1.2.2. The other reason, at the macro level, is simpler. On paper, this monetary arrangement was meant to have stabilizing features in a general equilibrium. That is, if applied internationally and systematically, inflation targeting, free capital movement and flexible exchange rates applied globally ought to produce both a stable and efficient international monetary system. This was one of the reasons why the IMF and the US Treasury (to name a few) embarked in a far-reaching promotion of capital account liberalization and flexible exchange rate regimes while Central Bankers slowly adopted inflation targeting as a framework that was meant to allow delivering both internal and external stability.
Yet the reality, which we have failed to acknowledge, was that a large part of the world — for good or bad reasons— refused to adopt this model. Half of the world, and what turned out to be the most populous and dynamic economies in the world, rejected vigorously this duet on which the international monetary system came to rest. This contradiction between the theory of the international monetary system and its actual reality became an important source of instability and today justifies its profound reform.
1.2.3. This has been the subject of a large amount of research over the years but for the most part this effort has remained largely normative and has failed to take properly into account national preferences and that of emerging economies in particular. The underlying assumption seemed to be that the world would eventually end up converging towards an accepted intellectual consensus about international macroeconomics —the one proposed by advanced economies. This consensus never happened. But surprisingly enough we behaved as if there was a consensus. For decades, China and India (but not only them) have been keeping a fixed exchange rate and everybody acted as if the reality was not different from the model. Even after the Asian crisis when it became obvious that most of the Asian countries were not following this track, the mantra remained simplistic: globalization will go on and in a decade or so the renminbi will be a flexible currency and the Chinese capital account will be open. The debate about global imbalances would probably not have even started if the system had worked as planned. It never did but we wanted to look at the world with our own glasses.
1.3. Today, this consensus is still lacking and it seems unlikely that the crisis will get us any closer to it. There however seems to be a growing consensus on at least two points that need to be addressed:
i. World reliance on any one currency and on a currency whose underlying economy is likely to become relatively less prominent is not an optimal solution. This calls for either:
- a new hegemonic currency as Kindleberger would have probably thought (the renminbi?),
- a new truly multilateral currency system which involves a strong euro area and a new Asian currency of gravity,
- or finally a real global currency (something akin to the bancor of Keynes) probably based on a basket of existing ones which would allow to internalize the Triffin dilemma but would at the same time raise a sensitive question over its issuance —a topic central bankers usually get very ticklish about. I sometime read that the SDRs issued by the IMF could play this role. There is certainly a bigger role to play for the SDRs but as it stands, the SDR is not a real deliverable currency; hence it cannot be the answer.

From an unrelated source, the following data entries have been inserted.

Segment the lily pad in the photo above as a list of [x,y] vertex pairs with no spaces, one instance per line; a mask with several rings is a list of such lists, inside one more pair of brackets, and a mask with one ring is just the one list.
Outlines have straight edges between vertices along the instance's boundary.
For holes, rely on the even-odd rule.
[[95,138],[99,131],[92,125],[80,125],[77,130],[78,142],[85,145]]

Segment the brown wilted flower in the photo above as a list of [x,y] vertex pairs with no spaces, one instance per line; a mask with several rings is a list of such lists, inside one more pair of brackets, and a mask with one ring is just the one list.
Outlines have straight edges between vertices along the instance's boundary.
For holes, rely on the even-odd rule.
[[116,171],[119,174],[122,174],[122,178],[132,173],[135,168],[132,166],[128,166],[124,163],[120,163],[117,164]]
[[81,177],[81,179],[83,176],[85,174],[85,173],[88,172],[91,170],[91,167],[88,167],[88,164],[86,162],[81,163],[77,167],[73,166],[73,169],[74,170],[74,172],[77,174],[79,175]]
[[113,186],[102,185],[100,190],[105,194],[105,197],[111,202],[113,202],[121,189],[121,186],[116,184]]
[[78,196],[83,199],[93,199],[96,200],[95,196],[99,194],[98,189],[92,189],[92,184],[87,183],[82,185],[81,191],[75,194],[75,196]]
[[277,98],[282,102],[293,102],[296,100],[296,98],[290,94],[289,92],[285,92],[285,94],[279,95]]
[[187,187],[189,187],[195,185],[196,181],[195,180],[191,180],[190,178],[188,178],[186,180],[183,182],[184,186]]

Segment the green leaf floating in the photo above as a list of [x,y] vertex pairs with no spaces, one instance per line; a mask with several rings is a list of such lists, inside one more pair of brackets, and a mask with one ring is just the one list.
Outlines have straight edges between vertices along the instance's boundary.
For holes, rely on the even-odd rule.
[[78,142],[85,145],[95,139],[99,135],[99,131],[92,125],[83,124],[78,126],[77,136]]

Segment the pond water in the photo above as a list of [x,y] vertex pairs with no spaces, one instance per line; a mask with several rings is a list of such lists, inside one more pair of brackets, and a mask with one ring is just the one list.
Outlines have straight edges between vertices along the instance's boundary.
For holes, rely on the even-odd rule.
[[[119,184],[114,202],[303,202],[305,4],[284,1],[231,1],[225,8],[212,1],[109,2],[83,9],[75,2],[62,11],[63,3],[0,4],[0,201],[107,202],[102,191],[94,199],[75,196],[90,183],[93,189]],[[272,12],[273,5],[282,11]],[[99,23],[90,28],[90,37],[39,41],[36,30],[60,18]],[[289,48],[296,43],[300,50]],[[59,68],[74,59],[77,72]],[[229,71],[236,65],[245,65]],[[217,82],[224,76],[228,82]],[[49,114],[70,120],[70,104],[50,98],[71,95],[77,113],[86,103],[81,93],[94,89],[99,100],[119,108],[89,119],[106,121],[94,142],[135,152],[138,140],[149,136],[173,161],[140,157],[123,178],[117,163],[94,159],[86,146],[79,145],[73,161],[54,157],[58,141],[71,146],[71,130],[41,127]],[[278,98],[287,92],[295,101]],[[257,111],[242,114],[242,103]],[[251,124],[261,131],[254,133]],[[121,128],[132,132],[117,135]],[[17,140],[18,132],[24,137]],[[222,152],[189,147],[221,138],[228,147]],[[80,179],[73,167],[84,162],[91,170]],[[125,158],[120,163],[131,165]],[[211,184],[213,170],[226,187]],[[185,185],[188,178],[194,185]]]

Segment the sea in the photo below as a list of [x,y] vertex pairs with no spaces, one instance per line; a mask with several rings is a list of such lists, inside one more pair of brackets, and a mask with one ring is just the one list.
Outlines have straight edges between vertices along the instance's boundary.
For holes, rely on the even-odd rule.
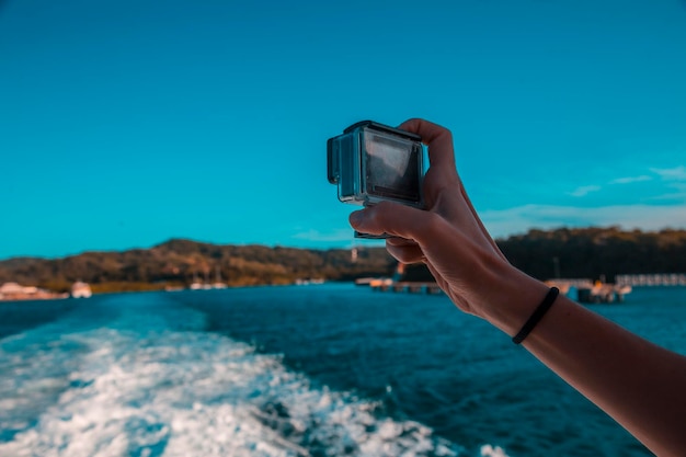
[[[591,307],[686,354],[686,288]],[[650,456],[444,295],[351,284],[0,302],[0,456]]]

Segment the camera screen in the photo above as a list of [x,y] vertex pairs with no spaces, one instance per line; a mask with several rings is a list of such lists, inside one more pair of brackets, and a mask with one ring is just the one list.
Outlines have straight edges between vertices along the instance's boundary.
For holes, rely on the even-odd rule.
[[420,199],[420,147],[411,141],[367,134],[365,149],[369,194],[412,202]]

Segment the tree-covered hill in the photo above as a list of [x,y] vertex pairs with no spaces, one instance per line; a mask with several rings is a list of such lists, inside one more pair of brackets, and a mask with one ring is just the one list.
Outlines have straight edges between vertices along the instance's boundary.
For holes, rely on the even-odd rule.
[[94,290],[140,290],[218,279],[232,286],[288,284],[298,278],[351,281],[390,275],[395,262],[382,248],[327,251],[264,245],[219,245],[174,239],[150,249],[84,252],[64,259],[0,262],[0,284],[9,281],[68,290],[84,281]]
[[[686,272],[686,230],[643,232],[609,228],[529,230],[498,240],[507,259],[540,279],[605,278],[616,274]],[[0,261],[0,284],[62,292],[84,281],[95,292],[187,286],[220,278],[232,286],[289,284],[298,278],[351,281],[390,276],[395,260],[384,248],[308,250],[264,245],[220,245],[174,239],[150,249],[85,252],[64,259],[15,258]],[[410,267],[408,281],[430,281],[426,269]]]
[[498,240],[517,267],[546,279],[617,274],[686,273],[686,230],[643,232],[609,228],[529,230]]

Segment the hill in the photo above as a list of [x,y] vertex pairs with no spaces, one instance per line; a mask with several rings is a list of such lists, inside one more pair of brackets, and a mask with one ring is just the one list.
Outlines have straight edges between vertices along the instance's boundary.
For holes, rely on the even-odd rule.
[[[617,274],[686,272],[686,230],[643,232],[609,228],[529,230],[496,241],[507,259],[534,277],[599,278]],[[0,261],[0,284],[15,281],[66,292],[84,281],[94,292],[187,286],[195,278],[230,286],[291,284],[298,278],[352,281],[390,276],[396,261],[384,248],[308,250],[264,245],[211,244],[173,239],[150,249],[84,252],[64,259],[15,258]],[[407,270],[404,279],[431,281],[425,267]]]

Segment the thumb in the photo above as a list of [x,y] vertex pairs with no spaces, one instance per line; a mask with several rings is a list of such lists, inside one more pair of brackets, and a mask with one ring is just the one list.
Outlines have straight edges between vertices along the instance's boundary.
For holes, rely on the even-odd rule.
[[351,214],[351,226],[369,235],[391,235],[409,240],[423,238],[431,213],[398,203],[381,202]]

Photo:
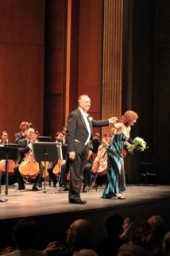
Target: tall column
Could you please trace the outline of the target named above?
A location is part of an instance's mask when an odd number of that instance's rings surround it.
[[[122,20],[123,0],[104,0],[102,118],[122,114]]]

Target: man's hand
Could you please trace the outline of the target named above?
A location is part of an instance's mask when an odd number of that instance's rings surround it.
[[[109,118],[109,122],[110,123],[115,123],[117,122],[117,121],[118,120],[118,118],[117,117],[113,117]]]
[[[75,151],[69,152],[69,159],[75,160]]]
[[[55,241],[51,242],[43,251],[49,256],[56,255],[56,253],[65,250],[66,249],[60,242]]]

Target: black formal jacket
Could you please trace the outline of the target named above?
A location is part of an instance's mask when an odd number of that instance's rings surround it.
[[[94,120],[90,116],[87,117],[90,124],[91,136],[93,137],[92,127],[102,127],[108,126],[109,120]],[[67,145],[68,152],[75,151],[75,140],[79,142],[85,143],[88,138],[88,130],[84,121],[84,118],[79,108],[70,113],[68,118],[68,134],[67,134]]]

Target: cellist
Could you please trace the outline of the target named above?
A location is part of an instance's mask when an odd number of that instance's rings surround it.
[[[23,163],[23,161],[25,160],[26,155],[32,154],[32,142],[37,142],[37,134],[35,133],[35,130],[33,128],[29,128],[26,134],[26,138],[22,138],[18,142],[19,145],[25,145],[25,148],[20,148],[19,149],[19,157],[16,161],[16,165],[14,168],[14,173],[17,180],[18,183],[18,188],[17,190],[23,190],[25,189],[25,184],[23,176],[20,173],[19,168],[20,165]],[[44,166],[41,163],[37,163],[39,165],[38,168],[38,173],[37,175],[35,177],[34,184],[33,186],[33,191],[38,191],[41,190],[40,186],[41,185],[41,180],[42,180],[42,175],[44,172]]]

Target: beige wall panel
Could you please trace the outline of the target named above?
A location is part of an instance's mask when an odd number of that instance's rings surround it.
[[[80,1],[78,93],[91,99],[91,112],[100,116],[102,6],[100,0]]]
[[[41,132],[44,97],[44,47],[0,45],[0,130],[13,141],[22,121]]]
[[[44,0],[1,0],[0,43],[44,44]]]

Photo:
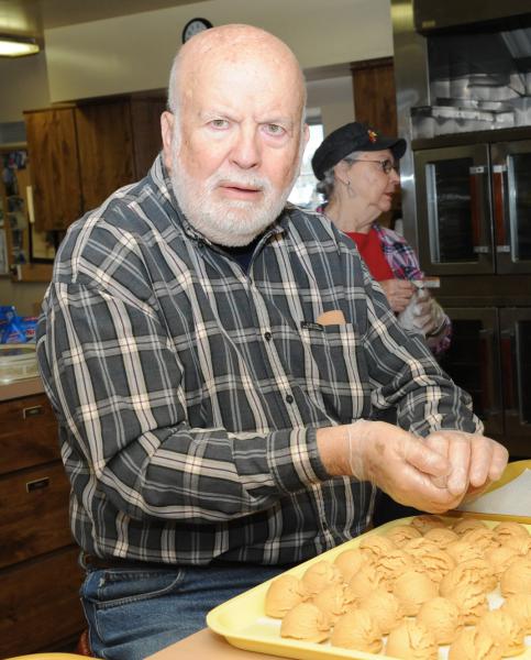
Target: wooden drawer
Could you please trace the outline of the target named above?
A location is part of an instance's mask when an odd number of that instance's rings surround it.
[[[0,572],[0,658],[49,648],[86,627],[78,553],[69,547]]]
[[[0,479],[0,566],[73,543],[63,463]]]
[[[0,474],[59,458],[57,421],[46,395],[0,403]]]

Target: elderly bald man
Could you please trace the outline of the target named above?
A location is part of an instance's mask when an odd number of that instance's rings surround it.
[[[144,658],[359,535],[376,486],[440,513],[507,462],[349,239],[287,204],[303,110],[278,38],[195,36],[163,153],[62,243],[37,353],[98,656]],[[399,427],[370,421],[388,406]]]

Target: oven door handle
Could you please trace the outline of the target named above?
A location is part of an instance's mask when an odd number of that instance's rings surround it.
[[[496,252],[510,252],[511,246],[507,239],[506,220],[506,173],[507,165],[493,166],[493,201],[494,201],[494,224],[496,233]]]
[[[489,254],[490,248],[482,245],[482,199],[485,197],[485,174],[486,167],[483,165],[469,167],[471,175],[471,223],[472,241],[475,254]]]
[[[504,385],[504,408],[517,410],[518,385],[515,377],[515,333],[510,330],[500,332],[501,382]]]

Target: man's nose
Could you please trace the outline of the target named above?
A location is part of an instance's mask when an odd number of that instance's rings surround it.
[[[242,169],[259,165],[261,145],[257,132],[251,127],[242,127],[231,152],[232,162]]]

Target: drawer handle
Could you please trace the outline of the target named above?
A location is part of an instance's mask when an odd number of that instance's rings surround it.
[[[27,482],[25,485],[25,490],[27,493],[33,493],[33,491],[42,491],[43,488],[47,488],[49,486],[49,476],[43,476],[42,479],[36,479],[35,481]]]
[[[42,415],[44,413],[44,408],[42,406],[32,406],[31,408],[22,408],[22,418],[27,419],[29,417],[36,417],[37,415]]]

ii. The crisis has also showed the inadequacy of our international financial safety nets.
These have evolved considerably through the crisis. The IMF has expanded its toolbox in a major way but a salient feature of today’s global safety nets architecture is that they also rest on stronger regional pillars, something the European crisis has recently confirmed. The cooperation between regional and international safety nets is still an experiment. All the system would be at risk if the IMF worked only as a backstop for regional structures because it would probably act too late and in a way that weakens conditionality considerably. What we need is a real partnership between the IMF and regional mechanisms including the European Stability Mechanism or the Chiang Mai Initiative in Asia for instance. But there is no clear framework for cooperation at this stage. And, even worse, the new European safety net has been designed without a clearly articulated coordination process with the IMF, as if the two other members of the troika would always agree with the Fund.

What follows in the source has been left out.